También era muy consciente de que, como asistente especial, no era necesario que se involucrara demasiado en los asuntos privados de su jefe.
Sean Harrison se había dedicado por completo a su carrera en los últimos años y parecía haber dejado de prestarle atención a Rory Linden.
Esto podía considerarse un buen resultado.
Además…
El día de la cirugía de Charlotte Rhodes, Sean Harrison, como único pariente de edad apropiada, tendría que estar allí para firmar los papeles.
No era necesario que se involucrara más que eso.
—Gracias.
Tras agradecérselo sinceramente, Rory Linden se dio la vuelta y fue a la habitación de Charlotte Rhodes, donde revisó cuidadosamente todos sus datos.

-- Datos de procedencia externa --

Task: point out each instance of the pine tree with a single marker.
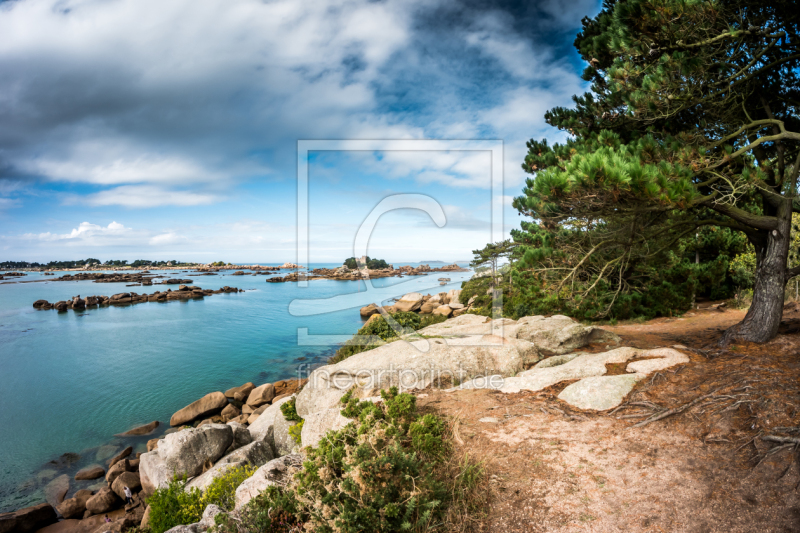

Estaba prácticamente garantizado que la cirugía en tres días podría proceder según lo previsto.
Esta cirugía requería que Rory Linden utilizara un brazo robótico.
Dada la extrema dificultad del procedimiento, se exigía una sensibilidad y precisión excepcionalmente altas al brazo.
Fue al quirófano y realizó un sencillo procedimiento en un grano de maíz con el brazo robótico para asegurarse una vez más de que la máquina funcionaba correctamente.
Cuando hubo terminado con todo y estaba a punto de recoger a Leo Linden…
—¿Rory…
Rory Linden?
Alguien salió de un rincón, llamándola por su nombre dos veces con incertidumbre.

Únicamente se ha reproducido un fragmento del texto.